For those of you who know me, my luxurious mop of dark hair in this photo will let you know that it was taken some years ago. In fact, it was shot in the kitchen of our house in Khartoum, Sudan in the mid 80’s (OMG was it really that long ago?).

In this picture, I am actively and willingly breaking a serious Sudanese law … making and consuming alcohol. The people of Sudan are Muslims, and the country lives under Sharia Law. For those of you who don’t know (and why would you?), Sharia is the moral code and religious law of Islam. Alcohol is strictly prohibited in the Quran, and consequently, is illegal in countries that live under Sharia Law.

People have been making wine for 8,000 years, and the process has remained essentially unchanged.
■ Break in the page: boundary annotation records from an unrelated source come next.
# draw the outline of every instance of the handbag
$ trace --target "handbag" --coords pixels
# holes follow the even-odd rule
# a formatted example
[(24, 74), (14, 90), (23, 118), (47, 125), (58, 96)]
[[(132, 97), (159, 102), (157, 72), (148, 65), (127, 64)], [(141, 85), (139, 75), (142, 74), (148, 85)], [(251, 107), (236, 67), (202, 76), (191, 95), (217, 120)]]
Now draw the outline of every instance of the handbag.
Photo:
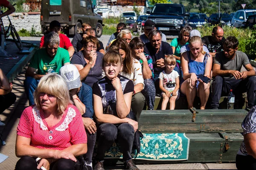
[(85, 161), (82, 155), (78, 156), (76, 157), (76, 159), (79, 161), (80, 165), (78, 165), (76, 167), (75, 165), (75, 170), (88, 170), (87, 167), (86, 166), (86, 164), (85, 164)]
[[(118, 116), (116, 108), (116, 103), (112, 103), (103, 108), (103, 113), (111, 114)], [(138, 122), (136, 116), (132, 111), (131, 109), (130, 110), (129, 114), (126, 116), (126, 117), (131, 119), (132, 120), (135, 120), (136, 122)], [(135, 157), (137, 156), (137, 155), (140, 152), (140, 138), (142, 139), (143, 138), (143, 134), (142, 134), (140, 131), (137, 130), (134, 133), (132, 146), (132, 148), (137, 150)]]

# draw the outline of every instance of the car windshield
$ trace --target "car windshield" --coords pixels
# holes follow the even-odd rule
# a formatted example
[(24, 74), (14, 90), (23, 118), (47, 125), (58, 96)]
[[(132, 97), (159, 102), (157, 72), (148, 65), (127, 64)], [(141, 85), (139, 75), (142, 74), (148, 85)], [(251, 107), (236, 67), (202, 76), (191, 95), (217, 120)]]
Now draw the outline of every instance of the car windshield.
[(182, 15), (184, 14), (182, 6), (173, 4), (160, 4), (154, 6), (152, 10), (152, 13), (159, 14), (174, 14)]
[(201, 17), (199, 14), (190, 14), (189, 19), (204, 19)]
[(222, 18), (230, 18), (231, 17), (229, 14), (224, 13), (221, 14), (221, 17), (222, 17)]
[(127, 15), (135, 16), (135, 14), (134, 12), (125, 12), (123, 13), (123, 16), (125, 16)]
[(145, 21), (147, 20), (147, 18), (148, 18), (148, 16), (140, 16), (140, 20), (143, 21)]
[(50, 0), (50, 5), (53, 6), (61, 5), (61, 0)]
[(245, 12), (245, 16), (246, 17), (246, 19), (248, 18), (248, 17), (249, 16), (254, 14), (256, 14), (256, 11)]
[(205, 20), (207, 20), (207, 16), (205, 14), (200, 14), (200, 18)]

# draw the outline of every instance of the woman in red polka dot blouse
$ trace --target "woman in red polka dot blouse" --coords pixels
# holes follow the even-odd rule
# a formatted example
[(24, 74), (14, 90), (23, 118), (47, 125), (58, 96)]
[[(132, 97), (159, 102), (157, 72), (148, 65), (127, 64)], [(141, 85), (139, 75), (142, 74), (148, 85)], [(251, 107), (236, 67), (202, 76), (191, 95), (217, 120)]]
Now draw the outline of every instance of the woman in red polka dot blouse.
[(35, 91), (35, 105), (26, 108), (17, 128), (15, 170), (76, 170), (76, 157), (87, 151), (82, 117), (72, 104), (67, 86), (50, 73)]

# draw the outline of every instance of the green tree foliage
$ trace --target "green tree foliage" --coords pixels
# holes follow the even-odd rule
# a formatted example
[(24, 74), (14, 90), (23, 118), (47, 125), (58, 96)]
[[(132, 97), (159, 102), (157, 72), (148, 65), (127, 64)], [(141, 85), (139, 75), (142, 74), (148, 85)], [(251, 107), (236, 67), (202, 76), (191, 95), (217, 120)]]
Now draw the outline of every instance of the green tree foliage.
[(185, 6), (185, 9), (186, 9), (186, 11), (187, 12), (189, 12), (190, 10), (194, 8), (194, 4), (191, 1), (189, 2), (189, 3), (186, 6)]
[(152, 5), (156, 3), (171, 3), (171, 0), (148, 0), (148, 2)]

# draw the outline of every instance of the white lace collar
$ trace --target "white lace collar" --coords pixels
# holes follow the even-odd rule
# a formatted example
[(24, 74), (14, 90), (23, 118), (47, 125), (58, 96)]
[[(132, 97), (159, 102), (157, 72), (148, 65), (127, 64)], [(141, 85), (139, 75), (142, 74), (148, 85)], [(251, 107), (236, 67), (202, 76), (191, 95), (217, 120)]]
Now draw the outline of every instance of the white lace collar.
[[(36, 106), (35, 106), (32, 109), (33, 115), (35, 121), (40, 124), (40, 128), (43, 130), (48, 130), (47, 127), (44, 125), (42, 120), (42, 118), (40, 116), (40, 110)], [(56, 130), (64, 131), (68, 128), (68, 125), (73, 120), (73, 118), (76, 116), (76, 111), (74, 109), (71, 108), (69, 108), (67, 116), (65, 119), (58, 127), (55, 128)]]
Extract the juice from grapes, throw in some yeast, keep the container closed while allowing the carbon dioxide to escape, and voila, you have wine.

Our friends Carroll and Gerry helped us assemble the necessary gear, gave us a few tips, and suddenly, we were winemakers. You’ll note I didn’t say GOOD winemakers, but our Sudan Rouge was drinkable, packed a punch, and was a fun diversion in a harsh and sometimes dangerous place.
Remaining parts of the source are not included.